Reunieron a todos sobre el escenario. La luz de los focos que iluminaban las tablas impedía a aquel grupo ver a quienes, desde una mesa situada en la platea, les iban llamando uno por uno. Pero aquello no era una audición para un espectáculo. A menos que el culpable se hallara entre ellos y ansiara conseguir el papel protagonista. El papel de asesino.
Los agentes de la Científica analizaban, entretanto, el despacho donde el encargado de aquel club nocturno había aparecido muerto. El cadáver seguía allí, postrado sobre un sofá de cuero desgastado, pareciendo emitir una súplica desesperada. Como si, desde el más allá, pidiera que el juez se presentara de una vez para poderse marchar tras el levantamiento. Le habían asesinado a conciencia. Las marcas amoratadas alrededor del cuello hacían pensar que el estrangulamiento continuó después de que exhalara su último aliento. La autopsia confirmaría, horas más tarde, que la muerte sobrevino por asfixia, pero que la fractura laríngea se había producido post mortem.
Aquella mañana, al recibir la llamada urgiéndole a presentarse allí cuanto antes, Irina no perdió tiempo en maquillarse.

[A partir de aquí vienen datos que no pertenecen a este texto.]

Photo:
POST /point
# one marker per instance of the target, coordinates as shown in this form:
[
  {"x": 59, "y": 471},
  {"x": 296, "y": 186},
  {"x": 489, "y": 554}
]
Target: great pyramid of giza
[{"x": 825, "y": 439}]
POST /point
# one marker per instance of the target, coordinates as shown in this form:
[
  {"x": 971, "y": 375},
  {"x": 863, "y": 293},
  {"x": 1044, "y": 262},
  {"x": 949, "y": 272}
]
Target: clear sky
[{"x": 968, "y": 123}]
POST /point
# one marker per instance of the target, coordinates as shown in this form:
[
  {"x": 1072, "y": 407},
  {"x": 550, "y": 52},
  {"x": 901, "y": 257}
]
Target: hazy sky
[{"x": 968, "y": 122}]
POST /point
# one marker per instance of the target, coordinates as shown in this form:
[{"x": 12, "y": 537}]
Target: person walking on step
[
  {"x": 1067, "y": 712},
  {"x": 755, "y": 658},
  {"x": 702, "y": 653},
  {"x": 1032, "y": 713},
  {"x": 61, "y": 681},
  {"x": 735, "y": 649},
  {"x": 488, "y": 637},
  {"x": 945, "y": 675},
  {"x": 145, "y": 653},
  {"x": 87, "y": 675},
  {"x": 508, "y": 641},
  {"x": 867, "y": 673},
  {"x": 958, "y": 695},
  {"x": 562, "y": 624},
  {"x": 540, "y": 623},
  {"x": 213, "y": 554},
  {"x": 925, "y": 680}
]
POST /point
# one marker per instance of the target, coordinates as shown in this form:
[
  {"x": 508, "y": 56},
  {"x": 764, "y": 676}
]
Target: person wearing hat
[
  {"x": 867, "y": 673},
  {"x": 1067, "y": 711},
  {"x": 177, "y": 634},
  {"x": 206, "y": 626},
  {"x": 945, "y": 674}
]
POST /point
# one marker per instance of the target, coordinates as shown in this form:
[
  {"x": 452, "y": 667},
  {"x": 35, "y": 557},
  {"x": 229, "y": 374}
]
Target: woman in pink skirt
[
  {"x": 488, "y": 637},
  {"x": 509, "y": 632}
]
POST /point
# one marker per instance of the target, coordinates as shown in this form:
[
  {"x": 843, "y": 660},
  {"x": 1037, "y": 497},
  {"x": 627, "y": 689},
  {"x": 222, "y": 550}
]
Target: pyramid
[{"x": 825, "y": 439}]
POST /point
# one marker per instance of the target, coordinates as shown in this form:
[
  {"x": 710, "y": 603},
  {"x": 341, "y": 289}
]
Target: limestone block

Se recogió el pelo en un moño, de manera tan mecánica como lo hacía cada noche en el camerino, se lavó la cara y salió de casa. Su fino pelo rubio y rostro de piel tan blanca, parecían conformar un lienzo sobre el que cualquier atisbo de emoción se plasmaría de manera clara al instante. Así, cuando la nombraron bajó del proscenio y fue hasta la mesa ocupada por aquel inspector, respirando hondamente para intentar calmarse. Explicó que la noche anterior, después del trabajo, se fue a casa directamente. Omitió que antes de abandonar el local pasó por el despacho donde al amanecer la limpiadora se encontró con el óbito. Tampoco contó que su encargado le había pedido que fuera a verle, ni que sus compañeras la habían advertido de que tuviera cuidado con aquel huelebragas. Todas sabían que apagaba las cámaras de seguridad, previamente a recibirlas, intentando no dejar pruebas que delataran su mente enferma. Irina había sido contratada esa temporada. Su número de contorsionismo lograba hechizar a los clientes.

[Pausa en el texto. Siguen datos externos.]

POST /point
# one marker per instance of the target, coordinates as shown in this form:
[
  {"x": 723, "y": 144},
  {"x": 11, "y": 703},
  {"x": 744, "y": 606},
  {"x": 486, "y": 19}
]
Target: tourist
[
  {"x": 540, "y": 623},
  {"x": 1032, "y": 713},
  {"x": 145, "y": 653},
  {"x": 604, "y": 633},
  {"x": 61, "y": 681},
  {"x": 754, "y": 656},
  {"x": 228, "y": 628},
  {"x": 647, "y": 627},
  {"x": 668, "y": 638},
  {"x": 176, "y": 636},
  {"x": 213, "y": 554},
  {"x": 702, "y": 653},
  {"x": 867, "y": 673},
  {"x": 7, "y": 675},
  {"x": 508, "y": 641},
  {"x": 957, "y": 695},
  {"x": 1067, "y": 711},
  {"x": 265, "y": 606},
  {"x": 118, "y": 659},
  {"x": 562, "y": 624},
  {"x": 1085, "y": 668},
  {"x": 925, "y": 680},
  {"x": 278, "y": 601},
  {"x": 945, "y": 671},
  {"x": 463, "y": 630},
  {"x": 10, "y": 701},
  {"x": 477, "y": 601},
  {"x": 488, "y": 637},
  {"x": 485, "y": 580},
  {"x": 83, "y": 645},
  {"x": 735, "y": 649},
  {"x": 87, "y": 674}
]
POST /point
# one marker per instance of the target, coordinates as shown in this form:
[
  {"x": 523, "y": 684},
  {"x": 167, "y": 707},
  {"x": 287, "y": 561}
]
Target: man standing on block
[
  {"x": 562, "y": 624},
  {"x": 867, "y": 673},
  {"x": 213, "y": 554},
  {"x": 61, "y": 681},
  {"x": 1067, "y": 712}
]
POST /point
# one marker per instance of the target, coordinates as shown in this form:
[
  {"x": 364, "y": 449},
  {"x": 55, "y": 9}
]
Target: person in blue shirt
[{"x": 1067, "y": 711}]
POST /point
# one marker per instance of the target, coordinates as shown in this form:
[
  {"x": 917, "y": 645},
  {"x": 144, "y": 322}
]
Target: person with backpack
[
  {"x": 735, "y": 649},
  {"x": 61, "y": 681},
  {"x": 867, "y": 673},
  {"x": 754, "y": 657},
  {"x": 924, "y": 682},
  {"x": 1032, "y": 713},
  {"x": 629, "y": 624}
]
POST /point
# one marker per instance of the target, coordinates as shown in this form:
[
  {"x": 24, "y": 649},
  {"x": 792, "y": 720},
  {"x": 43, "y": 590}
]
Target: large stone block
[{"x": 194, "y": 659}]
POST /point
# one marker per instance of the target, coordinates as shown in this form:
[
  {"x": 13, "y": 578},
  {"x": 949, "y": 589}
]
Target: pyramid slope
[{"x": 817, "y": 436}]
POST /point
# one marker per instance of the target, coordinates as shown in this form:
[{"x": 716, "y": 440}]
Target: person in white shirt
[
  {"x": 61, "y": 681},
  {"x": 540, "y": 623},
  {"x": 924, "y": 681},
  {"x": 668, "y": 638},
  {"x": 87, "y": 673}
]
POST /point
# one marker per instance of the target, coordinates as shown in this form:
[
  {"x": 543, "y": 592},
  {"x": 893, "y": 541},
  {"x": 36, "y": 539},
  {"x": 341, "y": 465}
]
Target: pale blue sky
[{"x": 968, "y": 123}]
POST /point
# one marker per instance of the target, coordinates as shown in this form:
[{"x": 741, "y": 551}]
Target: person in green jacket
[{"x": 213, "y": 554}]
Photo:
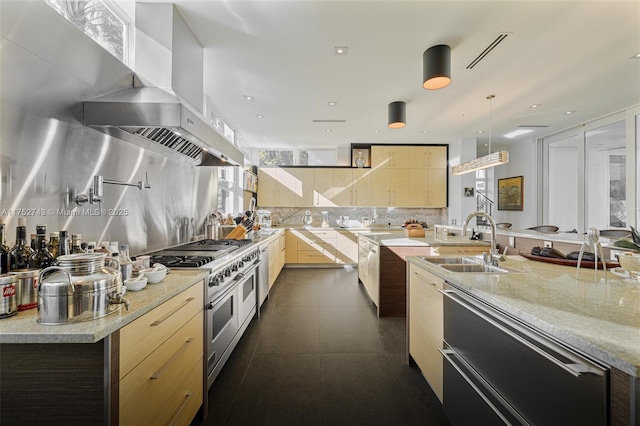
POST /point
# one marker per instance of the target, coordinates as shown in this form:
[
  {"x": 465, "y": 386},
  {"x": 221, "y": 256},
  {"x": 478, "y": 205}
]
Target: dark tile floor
[{"x": 319, "y": 356}]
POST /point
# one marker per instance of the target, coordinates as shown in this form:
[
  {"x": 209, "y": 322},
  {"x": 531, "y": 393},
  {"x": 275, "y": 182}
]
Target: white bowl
[
  {"x": 629, "y": 261},
  {"x": 135, "y": 285},
  {"x": 154, "y": 277}
]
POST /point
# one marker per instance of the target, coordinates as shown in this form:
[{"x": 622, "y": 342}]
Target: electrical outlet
[{"x": 614, "y": 254}]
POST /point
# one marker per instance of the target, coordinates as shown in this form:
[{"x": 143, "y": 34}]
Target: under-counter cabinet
[
  {"x": 425, "y": 324},
  {"x": 161, "y": 362}
]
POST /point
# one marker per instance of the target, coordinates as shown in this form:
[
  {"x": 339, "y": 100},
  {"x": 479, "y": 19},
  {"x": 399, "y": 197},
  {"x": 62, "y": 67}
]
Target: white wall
[
  {"x": 523, "y": 161},
  {"x": 460, "y": 151}
]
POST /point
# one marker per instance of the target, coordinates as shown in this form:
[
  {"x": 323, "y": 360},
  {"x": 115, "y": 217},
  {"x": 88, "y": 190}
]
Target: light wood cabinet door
[
  {"x": 426, "y": 156},
  {"x": 436, "y": 188},
  {"x": 399, "y": 187},
  {"x": 291, "y": 244},
  {"x": 418, "y": 187},
  {"x": 380, "y": 195},
  {"x": 324, "y": 187},
  {"x": 426, "y": 325},
  {"x": 361, "y": 194},
  {"x": 342, "y": 187},
  {"x": 268, "y": 186},
  {"x": 305, "y": 184},
  {"x": 380, "y": 157},
  {"x": 437, "y": 157}
]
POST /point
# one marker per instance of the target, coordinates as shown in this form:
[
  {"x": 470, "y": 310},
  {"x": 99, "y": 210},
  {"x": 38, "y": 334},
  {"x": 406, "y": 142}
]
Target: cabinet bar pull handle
[
  {"x": 574, "y": 368},
  {"x": 423, "y": 279},
  {"x": 161, "y": 320},
  {"x": 187, "y": 397},
  {"x": 173, "y": 359}
]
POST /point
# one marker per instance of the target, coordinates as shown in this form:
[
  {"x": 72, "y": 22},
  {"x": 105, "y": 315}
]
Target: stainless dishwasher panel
[
  {"x": 545, "y": 382},
  {"x": 263, "y": 277}
]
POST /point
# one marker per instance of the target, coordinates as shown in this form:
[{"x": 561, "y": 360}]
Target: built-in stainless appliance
[
  {"x": 498, "y": 370},
  {"x": 232, "y": 287}
]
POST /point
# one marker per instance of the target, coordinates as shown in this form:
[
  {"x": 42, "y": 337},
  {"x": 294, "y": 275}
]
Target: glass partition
[{"x": 606, "y": 176}]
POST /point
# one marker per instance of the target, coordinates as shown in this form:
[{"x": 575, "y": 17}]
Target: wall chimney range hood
[
  {"x": 158, "y": 110},
  {"x": 162, "y": 122}
]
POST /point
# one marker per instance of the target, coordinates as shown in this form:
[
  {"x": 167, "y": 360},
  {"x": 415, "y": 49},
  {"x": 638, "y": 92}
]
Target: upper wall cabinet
[{"x": 400, "y": 176}]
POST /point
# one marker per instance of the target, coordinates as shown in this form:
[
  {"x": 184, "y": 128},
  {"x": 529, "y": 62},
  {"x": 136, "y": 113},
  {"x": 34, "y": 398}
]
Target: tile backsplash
[{"x": 384, "y": 216}]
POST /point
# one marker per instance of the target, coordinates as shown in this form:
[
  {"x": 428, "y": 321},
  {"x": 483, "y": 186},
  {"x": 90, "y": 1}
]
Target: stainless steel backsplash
[{"x": 47, "y": 156}]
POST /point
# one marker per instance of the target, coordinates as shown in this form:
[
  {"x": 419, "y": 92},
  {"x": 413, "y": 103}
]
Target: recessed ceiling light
[
  {"x": 340, "y": 50},
  {"x": 518, "y": 132}
]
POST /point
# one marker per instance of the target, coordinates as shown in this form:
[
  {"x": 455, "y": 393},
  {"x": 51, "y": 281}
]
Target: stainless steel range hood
[{"x": 162, "y": 122}]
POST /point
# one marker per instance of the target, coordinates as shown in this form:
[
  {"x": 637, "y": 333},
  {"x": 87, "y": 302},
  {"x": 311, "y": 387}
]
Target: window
[
  {"x": 97, "y": 20},
  {"x": 586, "y": 176},
  {"x": 275, "y": 158}
]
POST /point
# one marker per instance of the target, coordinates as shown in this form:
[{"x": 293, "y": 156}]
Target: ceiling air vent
[{"x": 488, "y": 49}]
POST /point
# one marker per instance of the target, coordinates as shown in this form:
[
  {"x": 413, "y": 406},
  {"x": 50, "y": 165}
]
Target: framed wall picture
[
  {"x": 510, "y": 193},
  {"x": 360, "y": 157}
]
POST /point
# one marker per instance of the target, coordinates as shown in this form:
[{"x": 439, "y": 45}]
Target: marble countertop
[
  {"x": 397, "y": 238},
  {"x": 596, "y": 316},
  {"x": 23, "y": 328}
]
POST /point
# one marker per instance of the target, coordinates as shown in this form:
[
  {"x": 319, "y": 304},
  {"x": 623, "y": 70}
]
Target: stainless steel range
[{"x": 231, "y": 291}]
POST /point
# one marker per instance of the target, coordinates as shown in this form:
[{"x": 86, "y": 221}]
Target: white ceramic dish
[
  {"x": 136, "y": 285},
  {"x": 154, "y": 277}
]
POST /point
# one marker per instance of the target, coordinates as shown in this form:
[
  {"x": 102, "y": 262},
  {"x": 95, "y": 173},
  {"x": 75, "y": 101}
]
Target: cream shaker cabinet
[{"x": 425, "y": 322}]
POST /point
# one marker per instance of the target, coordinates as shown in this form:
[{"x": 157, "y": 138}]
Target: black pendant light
[
  {"x": 397, "y": 115},
  {"x": 436, "y": 67}
]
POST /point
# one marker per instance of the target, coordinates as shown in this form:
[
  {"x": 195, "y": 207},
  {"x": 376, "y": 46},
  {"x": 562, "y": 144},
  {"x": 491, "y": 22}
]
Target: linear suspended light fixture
[
  {"x": 397, "y": 115},
  {"x": 490, "y": 160},
  {"x": 436, "y": 67}
]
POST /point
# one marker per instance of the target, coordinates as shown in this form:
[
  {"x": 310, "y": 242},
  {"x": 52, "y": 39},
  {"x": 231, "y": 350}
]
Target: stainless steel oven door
[
  {"x": 222, "y": 326},
  {"x": 247, "y": 292}
]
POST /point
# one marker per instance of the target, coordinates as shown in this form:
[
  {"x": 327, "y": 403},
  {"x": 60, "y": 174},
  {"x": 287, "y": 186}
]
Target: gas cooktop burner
[
  {"x": 239, "y": 243},
  {"x": 181, "y": 261}
]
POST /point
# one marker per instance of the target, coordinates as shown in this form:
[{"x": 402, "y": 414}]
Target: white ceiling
[{"x": 564, "y": 55}]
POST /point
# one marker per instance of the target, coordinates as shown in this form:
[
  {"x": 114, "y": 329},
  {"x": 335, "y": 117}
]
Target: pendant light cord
[{"x": 490, "y": 97}]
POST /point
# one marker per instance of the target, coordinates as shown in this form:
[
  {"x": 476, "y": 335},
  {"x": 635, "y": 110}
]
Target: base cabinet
[
  {"x": 161, "y": 362},
  {"x": 425, "y": 325}
]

Cuando el inspector terminó sus preguntas, volvió al escenario. Muchos años atrás se había jurado a sí misma no permitir que se repitiera lo que sufrió siendo adolescente, cuando las medallas conseguidas con su talento para la gimnasia rítmica ocultaban los abusos de su entrenador. Había superado aquel trauma, pero era inflexible con las confianzas que algunos hombres creían poder tomarse. Recordó la noche anterior. Mientras la sujetaba, ese cerdo no advirtió que desde su bolso se deslizaba la boa constrictor con la que actuaba cada noche entusiasmando al público. Aquella serpiente fue entonces la que se entusiasmó, sin que ninguna cámara lo grabara, enroscándose al cuello de aquel malnacido. Ella, liberándose, vio cómo era él quien se contorsionaba en ese postrer momento. Si aquello hubiera sido un ejercicio con cinta, pensó, merecería un diez.